In standard textbooks, the assumption of an industry-specific factor is typically mentioned in explaining the construction of a long-run industry supply curve with increasing costs, but it is not made clear that whether or not a factor can be conceived as industry-specific depends crucially on the definition of an industry. Moreover, the “Ricardian increasing costs” or “specific factor” case is not properly distinguished from, and indeed often confounded with, the “pecuniary diseconomies of scale” explanation for rising supply prices. As an example, consider the following passage from a widely used textbook in undergraduate education:

In an increasing-cost industry the prices of some or all inputs to production increase as the industry expands and the demand for the inputs grows. Diseconomies of scale in the production of one or more inputs may be the explanation. Suppose, for example, that the industry uses skilled labor, which becomes in short supply as the demand for it increases. Or, if a firm requires mineral resources that are available only on certain types of land, the cost of land as an input increases with output. (Pindyck/Rubinfeld 2013: 308)

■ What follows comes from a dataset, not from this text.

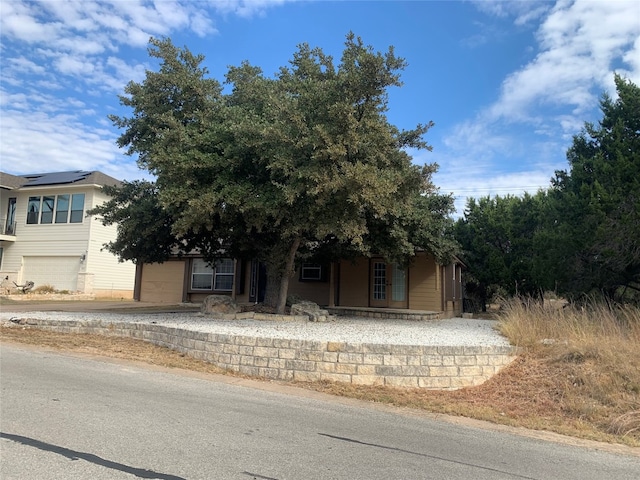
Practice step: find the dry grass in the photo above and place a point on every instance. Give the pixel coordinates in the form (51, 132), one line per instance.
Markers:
(579, 373)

Different explanatory elements are indiscriminately lumped together here: In order to explain an upward-sloping long-run industry supply curve diseconomies of scale in some supplying industries are invoked, together with the presence of specific factors (in the supplying industries?) which are in limited supply. This explanation gives the impression of providing a good empirical illustration of an increasing-cost industry, but its (in)compatibility with a partial equilibrium analysis is not explained. Moreover, no motivation is offered for the fact that in the subsequent chapter of this textbook, which is devoted to “The analysis of competitive markets” (Pindyck/Rubinfeld 2013: 317–354), long-run industry supply curves are generally taken to exhibit increasing costs, thus relegating to the status of exceptional/special cases industry supply curves with constant or decreasing costs.